The price-to-earnings (P/E) ratio is a shortcut. Take the stock price and divide it by earnings per share, and you get a number that tells you how expensive a stock is based on current profits. Historically, the S&P 500 has averaged a P/E ratio around 16.
This obviously doesn’t work well for growth stocks with scant earnings, but it can be useful for mature, somewhat predictable companies. If you assume that earnings are sustainable, the lower the price, the lower the P/E ratio, and the cheaper the stock.
A flawed assumption
That assumption, that earnings are sustainable, will get you into all sorts of trouble if you apply it to the wrong kind of company. Cryptocurrency exchange Coinbase (NASDAQ: COIN) is a great example of a case where the P/E ratio should absolutely not be used to value the stock.
Coinbase made a lot of money in 2021 as crypto investors and speculators piled into Bitcoin and other digital assets. Most of Coinbase’s revenue comes from transaction fees, and with the promise of massive profits fueling demand for crypto, transaction volumes soared. Coinbase reported $7.4 billion of revenue and $3.6 billion in net income for last year, with both figures up astronomically from 2020.
Coinbase stock was a different story. After peaking in late 2021, shares of Coinbase began to tumble. By the time the company reported its mesmerizing fourth-quarter results in February, its stock price had been roughly cut in half from its all-time high. Based on its 2021 earnings, Coinbase’s P/E ratio was less than 11 at the time of its report.
But Coinbase was not cheap. The thing about the P/E ratio that people sometimes forget is that the “E” can decline, or even vanish entirely. You could have looked at Coinbase in February and said: “Well, even if Coinbase’s growth slows way down, the stock trades at a big discount to the overall market.” But slowing growth was not the worst-case scenario. The worst-case scenario is what’s playing out right now.

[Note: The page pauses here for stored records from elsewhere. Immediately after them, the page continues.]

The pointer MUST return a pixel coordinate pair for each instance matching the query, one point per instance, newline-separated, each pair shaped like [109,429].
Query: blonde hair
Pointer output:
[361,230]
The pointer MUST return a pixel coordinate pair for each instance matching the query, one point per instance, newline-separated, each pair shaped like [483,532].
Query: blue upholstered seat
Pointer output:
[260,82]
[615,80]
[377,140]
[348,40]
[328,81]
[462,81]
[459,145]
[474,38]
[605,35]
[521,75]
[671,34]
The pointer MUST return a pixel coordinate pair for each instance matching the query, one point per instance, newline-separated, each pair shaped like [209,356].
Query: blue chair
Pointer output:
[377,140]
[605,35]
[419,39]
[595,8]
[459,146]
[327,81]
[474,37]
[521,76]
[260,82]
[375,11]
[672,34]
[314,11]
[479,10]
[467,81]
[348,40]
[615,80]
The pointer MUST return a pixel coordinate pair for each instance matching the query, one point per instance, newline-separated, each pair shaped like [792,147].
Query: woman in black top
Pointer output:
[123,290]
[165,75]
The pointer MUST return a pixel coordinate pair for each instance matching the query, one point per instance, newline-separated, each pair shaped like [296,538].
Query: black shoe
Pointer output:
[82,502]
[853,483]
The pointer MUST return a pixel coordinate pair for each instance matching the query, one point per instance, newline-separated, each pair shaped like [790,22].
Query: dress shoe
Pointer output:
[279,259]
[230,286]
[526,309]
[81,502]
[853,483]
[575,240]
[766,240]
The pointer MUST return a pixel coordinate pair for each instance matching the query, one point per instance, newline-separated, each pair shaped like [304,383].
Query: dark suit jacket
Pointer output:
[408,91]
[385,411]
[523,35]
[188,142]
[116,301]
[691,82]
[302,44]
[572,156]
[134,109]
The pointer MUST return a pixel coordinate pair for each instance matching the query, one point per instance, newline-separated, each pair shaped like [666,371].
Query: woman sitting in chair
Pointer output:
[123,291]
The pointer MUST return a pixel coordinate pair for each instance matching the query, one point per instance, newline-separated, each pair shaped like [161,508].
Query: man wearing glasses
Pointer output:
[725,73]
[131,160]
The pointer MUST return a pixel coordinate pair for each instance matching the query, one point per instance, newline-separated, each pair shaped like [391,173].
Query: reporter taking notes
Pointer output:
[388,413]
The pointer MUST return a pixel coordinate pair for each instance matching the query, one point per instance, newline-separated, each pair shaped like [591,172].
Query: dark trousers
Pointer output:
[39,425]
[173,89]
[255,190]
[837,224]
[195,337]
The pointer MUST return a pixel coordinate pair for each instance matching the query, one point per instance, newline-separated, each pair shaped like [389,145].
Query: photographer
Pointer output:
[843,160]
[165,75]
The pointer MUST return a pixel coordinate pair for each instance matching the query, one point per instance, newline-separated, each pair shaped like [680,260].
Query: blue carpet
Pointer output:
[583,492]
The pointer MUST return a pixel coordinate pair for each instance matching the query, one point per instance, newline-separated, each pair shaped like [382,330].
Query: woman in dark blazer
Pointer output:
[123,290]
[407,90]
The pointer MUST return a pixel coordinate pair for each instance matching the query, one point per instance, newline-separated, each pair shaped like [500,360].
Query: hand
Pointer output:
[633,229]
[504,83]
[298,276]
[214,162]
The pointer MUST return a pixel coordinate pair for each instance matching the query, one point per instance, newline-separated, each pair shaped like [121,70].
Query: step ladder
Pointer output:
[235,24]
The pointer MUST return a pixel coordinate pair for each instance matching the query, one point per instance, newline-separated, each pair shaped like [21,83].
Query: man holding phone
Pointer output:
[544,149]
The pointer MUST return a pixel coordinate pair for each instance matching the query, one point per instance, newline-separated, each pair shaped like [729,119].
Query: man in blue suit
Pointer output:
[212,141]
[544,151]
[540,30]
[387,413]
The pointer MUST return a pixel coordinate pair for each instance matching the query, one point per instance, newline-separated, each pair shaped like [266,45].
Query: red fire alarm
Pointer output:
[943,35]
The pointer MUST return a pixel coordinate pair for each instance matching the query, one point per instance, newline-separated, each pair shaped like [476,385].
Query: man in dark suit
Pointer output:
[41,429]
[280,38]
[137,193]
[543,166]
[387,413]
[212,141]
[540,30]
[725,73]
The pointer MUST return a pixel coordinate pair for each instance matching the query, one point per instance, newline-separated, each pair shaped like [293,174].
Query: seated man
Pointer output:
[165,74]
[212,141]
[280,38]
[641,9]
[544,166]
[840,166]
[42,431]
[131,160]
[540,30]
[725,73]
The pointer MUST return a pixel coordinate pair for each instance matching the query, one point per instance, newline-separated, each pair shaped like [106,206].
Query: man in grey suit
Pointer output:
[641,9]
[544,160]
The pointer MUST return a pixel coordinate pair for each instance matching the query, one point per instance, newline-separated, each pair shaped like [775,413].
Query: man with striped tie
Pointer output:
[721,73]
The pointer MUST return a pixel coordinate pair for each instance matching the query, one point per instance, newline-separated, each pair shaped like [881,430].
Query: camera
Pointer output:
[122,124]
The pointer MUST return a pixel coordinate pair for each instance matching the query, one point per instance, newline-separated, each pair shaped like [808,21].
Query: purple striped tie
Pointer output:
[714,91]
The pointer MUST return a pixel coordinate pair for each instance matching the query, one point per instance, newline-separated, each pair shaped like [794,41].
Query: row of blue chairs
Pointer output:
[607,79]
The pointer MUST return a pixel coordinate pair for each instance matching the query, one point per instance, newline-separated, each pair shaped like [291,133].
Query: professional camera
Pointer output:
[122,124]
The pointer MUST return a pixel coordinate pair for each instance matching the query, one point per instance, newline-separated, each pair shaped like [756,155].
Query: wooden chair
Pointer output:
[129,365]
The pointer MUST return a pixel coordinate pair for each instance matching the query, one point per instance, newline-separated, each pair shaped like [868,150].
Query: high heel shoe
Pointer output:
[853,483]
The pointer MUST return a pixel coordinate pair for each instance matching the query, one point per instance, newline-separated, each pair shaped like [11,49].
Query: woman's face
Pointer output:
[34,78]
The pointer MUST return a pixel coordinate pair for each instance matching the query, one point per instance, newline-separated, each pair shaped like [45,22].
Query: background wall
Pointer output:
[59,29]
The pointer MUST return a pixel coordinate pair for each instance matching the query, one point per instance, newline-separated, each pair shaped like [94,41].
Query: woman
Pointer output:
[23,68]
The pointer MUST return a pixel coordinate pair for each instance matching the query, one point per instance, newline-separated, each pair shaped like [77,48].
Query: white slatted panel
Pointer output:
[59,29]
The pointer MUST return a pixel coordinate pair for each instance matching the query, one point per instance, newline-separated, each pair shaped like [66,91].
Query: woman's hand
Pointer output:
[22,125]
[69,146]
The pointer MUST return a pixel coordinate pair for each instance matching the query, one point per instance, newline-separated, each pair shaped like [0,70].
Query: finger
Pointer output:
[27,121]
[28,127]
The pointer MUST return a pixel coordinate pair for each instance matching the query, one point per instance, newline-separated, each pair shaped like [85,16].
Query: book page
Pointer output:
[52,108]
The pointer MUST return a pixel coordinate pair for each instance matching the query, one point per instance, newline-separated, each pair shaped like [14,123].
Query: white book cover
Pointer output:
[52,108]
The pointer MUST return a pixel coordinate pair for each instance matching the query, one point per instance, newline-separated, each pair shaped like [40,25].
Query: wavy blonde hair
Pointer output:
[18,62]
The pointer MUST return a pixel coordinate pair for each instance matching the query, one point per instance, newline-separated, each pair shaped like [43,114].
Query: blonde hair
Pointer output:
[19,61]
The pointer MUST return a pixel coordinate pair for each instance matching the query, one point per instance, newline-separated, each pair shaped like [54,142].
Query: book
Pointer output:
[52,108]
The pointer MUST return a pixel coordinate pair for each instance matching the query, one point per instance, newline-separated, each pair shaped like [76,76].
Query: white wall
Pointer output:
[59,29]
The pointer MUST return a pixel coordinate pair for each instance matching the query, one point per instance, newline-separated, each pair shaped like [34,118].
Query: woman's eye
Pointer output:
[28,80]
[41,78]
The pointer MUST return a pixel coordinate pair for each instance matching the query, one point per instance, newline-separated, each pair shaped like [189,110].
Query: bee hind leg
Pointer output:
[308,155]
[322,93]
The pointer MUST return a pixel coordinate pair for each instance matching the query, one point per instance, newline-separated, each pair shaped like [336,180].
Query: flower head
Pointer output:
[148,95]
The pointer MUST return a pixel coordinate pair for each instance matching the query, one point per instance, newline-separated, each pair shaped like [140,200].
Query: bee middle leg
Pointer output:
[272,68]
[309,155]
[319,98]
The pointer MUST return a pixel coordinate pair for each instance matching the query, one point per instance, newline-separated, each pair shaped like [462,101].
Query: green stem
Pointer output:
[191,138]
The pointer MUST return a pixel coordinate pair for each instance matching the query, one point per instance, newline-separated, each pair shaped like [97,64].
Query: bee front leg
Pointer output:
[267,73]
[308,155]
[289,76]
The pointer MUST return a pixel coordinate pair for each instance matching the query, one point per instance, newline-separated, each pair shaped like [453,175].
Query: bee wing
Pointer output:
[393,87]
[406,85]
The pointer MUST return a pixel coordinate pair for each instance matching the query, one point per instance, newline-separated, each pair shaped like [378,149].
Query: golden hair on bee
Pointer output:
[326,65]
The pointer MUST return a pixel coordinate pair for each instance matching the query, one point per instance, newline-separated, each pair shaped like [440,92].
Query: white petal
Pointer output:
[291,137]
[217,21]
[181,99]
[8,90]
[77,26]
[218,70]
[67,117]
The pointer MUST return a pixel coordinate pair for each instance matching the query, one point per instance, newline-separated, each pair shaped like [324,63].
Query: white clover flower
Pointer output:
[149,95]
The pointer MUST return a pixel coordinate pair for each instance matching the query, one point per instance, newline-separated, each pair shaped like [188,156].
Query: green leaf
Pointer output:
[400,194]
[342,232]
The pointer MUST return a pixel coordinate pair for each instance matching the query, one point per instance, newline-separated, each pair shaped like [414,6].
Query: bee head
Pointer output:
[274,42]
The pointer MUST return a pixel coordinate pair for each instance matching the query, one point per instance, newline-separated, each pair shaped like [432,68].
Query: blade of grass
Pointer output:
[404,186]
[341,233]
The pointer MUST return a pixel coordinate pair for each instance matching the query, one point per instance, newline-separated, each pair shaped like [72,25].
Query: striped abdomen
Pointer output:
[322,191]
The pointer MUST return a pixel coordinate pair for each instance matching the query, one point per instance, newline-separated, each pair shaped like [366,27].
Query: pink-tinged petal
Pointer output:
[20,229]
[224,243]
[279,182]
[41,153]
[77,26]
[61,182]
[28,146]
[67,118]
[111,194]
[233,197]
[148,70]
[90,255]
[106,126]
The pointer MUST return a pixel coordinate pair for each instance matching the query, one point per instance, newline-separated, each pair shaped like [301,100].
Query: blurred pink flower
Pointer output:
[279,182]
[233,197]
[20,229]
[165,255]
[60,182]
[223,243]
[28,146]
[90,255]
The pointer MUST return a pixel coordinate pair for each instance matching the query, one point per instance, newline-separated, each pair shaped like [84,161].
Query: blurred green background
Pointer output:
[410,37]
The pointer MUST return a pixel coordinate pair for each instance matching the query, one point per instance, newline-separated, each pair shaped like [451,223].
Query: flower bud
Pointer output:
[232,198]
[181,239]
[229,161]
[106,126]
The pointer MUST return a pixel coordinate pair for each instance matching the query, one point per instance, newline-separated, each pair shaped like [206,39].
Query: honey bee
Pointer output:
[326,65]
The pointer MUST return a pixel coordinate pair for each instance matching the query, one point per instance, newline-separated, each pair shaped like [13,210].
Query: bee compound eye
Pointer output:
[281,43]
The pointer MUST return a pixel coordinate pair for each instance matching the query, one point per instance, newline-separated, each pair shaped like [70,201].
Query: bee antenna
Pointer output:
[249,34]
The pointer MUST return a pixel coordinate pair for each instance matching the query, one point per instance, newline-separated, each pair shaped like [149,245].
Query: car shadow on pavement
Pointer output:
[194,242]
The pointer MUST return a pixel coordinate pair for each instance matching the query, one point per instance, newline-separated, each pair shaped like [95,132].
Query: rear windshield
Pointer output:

The prices of Bitcoin and other cryptocurrencies have crashed; the Terra ecosystem has imploded, wiping out tens of billions of dollars in market value; and Celsius Network has paused withdrawals. All of this adds up to rapidly eroding trust in cryptocurrencies, along with much lower trading activity.
Coinbase’s revenue in the first quarter of 2022 was down more than 50% from the fourth quarter of 2021, and net income plunged to a loss of $430 million. Just like that, the stock went from ostensibly cheap based on the P/E ratio to having no P/E ratio at all.
It gets even worse. Coinbase rival Binance.US announced on Wednesday that it will offer Bitcoin trading without fees, and that it plans to remove transaction fees for other cryptocurrencies in the future. With the rampant speculation of the past couple of years cooling, cryptocurrency exchanges now must compete for users just like online stockbrokers.
Coinbase’s golden goose of excessive transaction fees is going to go away sooner or later. The company offers services that generate some revenue, but demand for many of those services is still dependent on interest in cryptocurrencies.
Shares of Coinbase have fallen further this year — the company is now valued at less than $12 billion. That may still not adequately reflect the risks involved. Revenue will likely fall off a cliff this year, and profits are a thing of the past for now. Competitors are trying to steal away users with no fees, and Coinbase is aggressively cutting costs and laying off employees. If there’s a bull case for Coinbase, I’m not seeing it.
Coinbase looked cheap earlier this year as the stock plunged, but its profits soon followed suit and rendered traditional valuation metrics meaningless. Coinbase is a prime example of why successful investing can’t be boiled down to simple ratios.